To the NTSB, this accident illustrated the dreadful hazards of ignoring an officially mandated minimum equipment list. It may, alternatively, have demonstrated that airplanes, especially old ones, can have hidden defects. An accident that had taken place almost exactly 24 hours earlier in Alabama illustrated the danger of latent defects. It also illustrated the fact, which needs no illustration, that some things are easier to do in daylight.
The 2,400-hour pilot, 41, of a Piper Cherokee Six died while attempting a night dead-stick landing at an unlighted rural airport. The account of his final minutes is harrowing.
The airplane’s last annual inspection had occurred eight years earlier; since then, it had flown only 30 hours. The pilot had been engaged to perform an annual inspection and then ferry the airplane to its new owner in Tampa, Florida. The seller reported that he did not see the pilot perform an annual inspection, nor even look into the cowling. He did, however, drain the tanks and refuel the airplane.
Twelve minutes later, the engine began to run rough—and then quit.
The Cherokee pilot told the controller, “I’m experiencing major trouble. I need the closest airport.”

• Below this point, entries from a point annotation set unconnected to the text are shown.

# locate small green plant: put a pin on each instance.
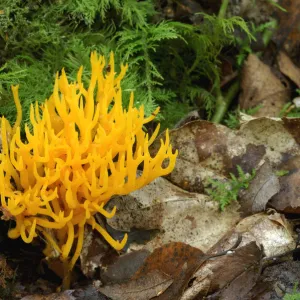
(264, 30)
(226, 192)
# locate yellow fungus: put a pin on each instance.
(82, 148)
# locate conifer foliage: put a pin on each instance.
(168, 60)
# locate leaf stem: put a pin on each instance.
(223, 9)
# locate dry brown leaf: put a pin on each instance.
(120, 268)
(145, 287)
(260, 86)
(219, 272)
(262, 228)
(288, 68)
(88, 292)
(288, 199)
(179, 261)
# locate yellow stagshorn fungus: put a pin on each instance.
(80, 149)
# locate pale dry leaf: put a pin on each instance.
(179, 216)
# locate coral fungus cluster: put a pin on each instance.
(80, 148)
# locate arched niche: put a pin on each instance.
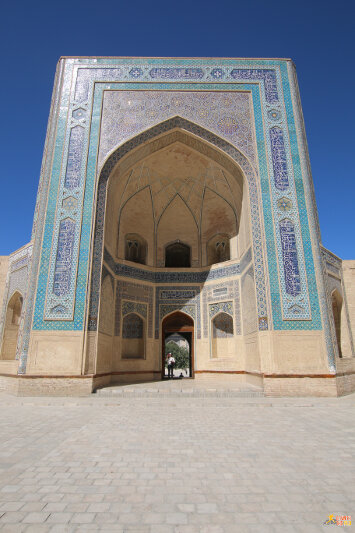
(177, 236)
(249, 312)
(177, 255)
(125, 172)
(135, 248)
(337, 303)
(218, 249)
(130, 218)
(222, 335)
(133, 336)
(11, 326)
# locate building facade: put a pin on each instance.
(176, 196)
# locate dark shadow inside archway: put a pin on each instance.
(183, 325)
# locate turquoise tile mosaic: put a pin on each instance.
(73, 187)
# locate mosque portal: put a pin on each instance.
(176, 205)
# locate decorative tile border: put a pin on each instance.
(185, 299)
(120, 71)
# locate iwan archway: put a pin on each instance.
(175, 189)
(182, 324)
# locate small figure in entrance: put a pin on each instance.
(171, 364)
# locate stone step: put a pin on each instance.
(174, 392)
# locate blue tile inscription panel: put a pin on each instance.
(73, 187)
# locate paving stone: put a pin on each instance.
(59, 518)
(230, 464)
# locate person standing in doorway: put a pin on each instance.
(171, 364)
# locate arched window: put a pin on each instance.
(133, 337)
(218, 249)
(135, 248)
(177, 255)
(222, 336)
(337, 303)
(12, 322)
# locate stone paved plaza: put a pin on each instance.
(175, 465)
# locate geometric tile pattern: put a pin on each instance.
(279, 161)
(221, 295)
(226, 307)
(222, 326)
(225, 114)
(63, 264)
(232, 151)
(290, 259)
(266, 81)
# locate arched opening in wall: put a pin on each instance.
(11, 329)
(222, 335)
(181, 326)
(337, 303)
(133, 337)
(135, 248)
(218, 249)
(177, 255)
(173, 183)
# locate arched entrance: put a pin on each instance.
(175, 196)
(183, 325)
(12, 323)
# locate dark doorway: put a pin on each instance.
(177, 255)
(178, 325)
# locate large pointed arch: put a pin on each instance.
(207, 143)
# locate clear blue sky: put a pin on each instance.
(318, 36)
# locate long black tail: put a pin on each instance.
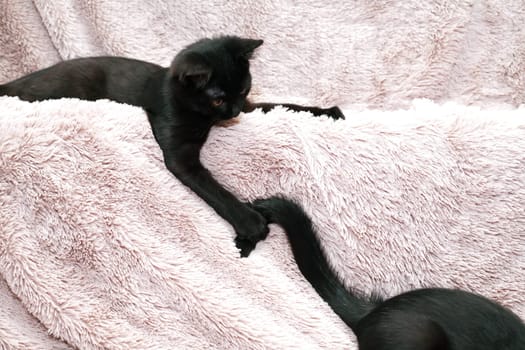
(312, 261)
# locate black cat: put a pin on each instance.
(207, 82)
(423, 319)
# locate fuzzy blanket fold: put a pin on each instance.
(102, 248)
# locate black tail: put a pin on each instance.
(311, 260)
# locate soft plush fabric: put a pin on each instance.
(102, 248)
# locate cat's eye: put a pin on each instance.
(217, 102)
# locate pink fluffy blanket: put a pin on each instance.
(102, 248)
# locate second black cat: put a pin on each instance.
(422, 319)
(207, 82)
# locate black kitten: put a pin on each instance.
(207, 82)
(423, 319)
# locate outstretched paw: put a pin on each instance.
(334, 113)
(245, 246)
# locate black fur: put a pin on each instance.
(208, 81)
(422, 319)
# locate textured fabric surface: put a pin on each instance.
(108, 250)
(102, 248)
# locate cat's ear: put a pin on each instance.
(191, 69)
(247, 46)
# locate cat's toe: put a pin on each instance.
(245, 246)
(335, 113)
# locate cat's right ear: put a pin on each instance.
(190, 69)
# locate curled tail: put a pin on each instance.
(311, 260)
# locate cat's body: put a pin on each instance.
(207, 82)
(423, 319)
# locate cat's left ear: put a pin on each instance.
(190, 68)
(247, 46)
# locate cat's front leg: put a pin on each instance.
(250, 226)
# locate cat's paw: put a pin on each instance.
(334, 113)
(245, 246)
(254, 228)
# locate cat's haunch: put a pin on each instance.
(422, 319)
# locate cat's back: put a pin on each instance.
(91, 78)
(469, 321)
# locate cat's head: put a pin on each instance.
(212, 77)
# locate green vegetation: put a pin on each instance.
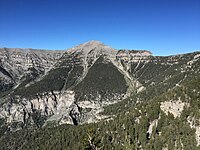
(103, 78)
(128, 130)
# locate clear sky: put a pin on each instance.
(162, 26)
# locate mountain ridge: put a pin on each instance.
(88, 83)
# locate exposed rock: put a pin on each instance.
(191, 121)
(173, 107)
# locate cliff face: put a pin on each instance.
(41, 88)
(18, 64)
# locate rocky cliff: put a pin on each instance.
(73, 87)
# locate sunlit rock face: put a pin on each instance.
(40, 88)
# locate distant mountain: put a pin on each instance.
(123, 90)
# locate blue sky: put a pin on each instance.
(162, 26)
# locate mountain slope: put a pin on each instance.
(139, 100)
(144, 126)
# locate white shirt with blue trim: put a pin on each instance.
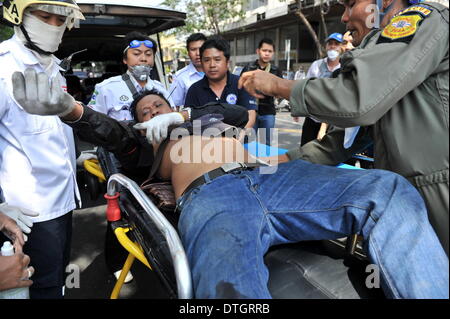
(183, 80)
(37, 153)
(113, 97)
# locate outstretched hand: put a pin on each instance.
(37, 94)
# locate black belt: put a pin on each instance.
(220, 171)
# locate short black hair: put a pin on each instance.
(216, 42)
(195, 37)
(266, 41)
(135, 35)
(145, 93)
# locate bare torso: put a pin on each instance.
(186, 159)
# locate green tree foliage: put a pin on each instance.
(207, 15)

The closest airport was North Pickens (3M8) at Reform, Alabama, 10 miles away. The pilot reported that he had slowed to 80 knots and was descending. There was a hitch: North Pickens had runway lights, but they weren’t turned on. There was also no rotating beacon. The controller, who was evidently quite familiar with the area, took steps to have someone go to the airport and turn the lights on and, in the meantime, described the surrounding landmarks to the pilot. The efficiency of the controller was matched by the coolness of the pilot, who reported that he was at 5,000 feet descending about 800 feet a minute.
Eight minutes after the pilot first reported his situation, the controller told him the airport was at 12 o’clock and two miles. The pilot replied that he was at 2,000 feet. “I still don’t have anything in sight. There’s a Texaco station or something right in front of me.”
The controller said that the Texaco station was close to the airport. It is, in fact, about 3,000 feet due west of the threshold of Runway 1.
The controller told the pilot, who was looking at the lights of the tiny crossroads town of Reform, that the runway was now off his left wing. “Sure wish I had some power,” the pilot remarked. He now knew he had missed the airport and his time was short. “I’m going for the dark spot that’s just south of a major route, looks like a highway, through the center of town.”
The pilot of a Baron who was on the frequency relayed a final message from the Cherokee pilot. “He was going to stall it into the trees.”
The controller learned from the sheriff that the airport actually did have recently installed pilot-controlled lighting on 122.9, and he passed the information on to the Baron pilot, who attempted to turn on the lights, without effect. A few minutes later a car arrived at the airport, and shortly after that, the lights came on.
The cause of the power loss was failure of the coils of both magnetos, which broke down as they heated up. Even if the pilot had performed a thorough preflight inspection, or a full annual inspection, he would not have detected the problem. The FAA guidance document for annual inspection, AC 20-106, requires only external inspection of magnetos.
But if he had delayed his takeoff until the following morning, he would have made the runway at Reform.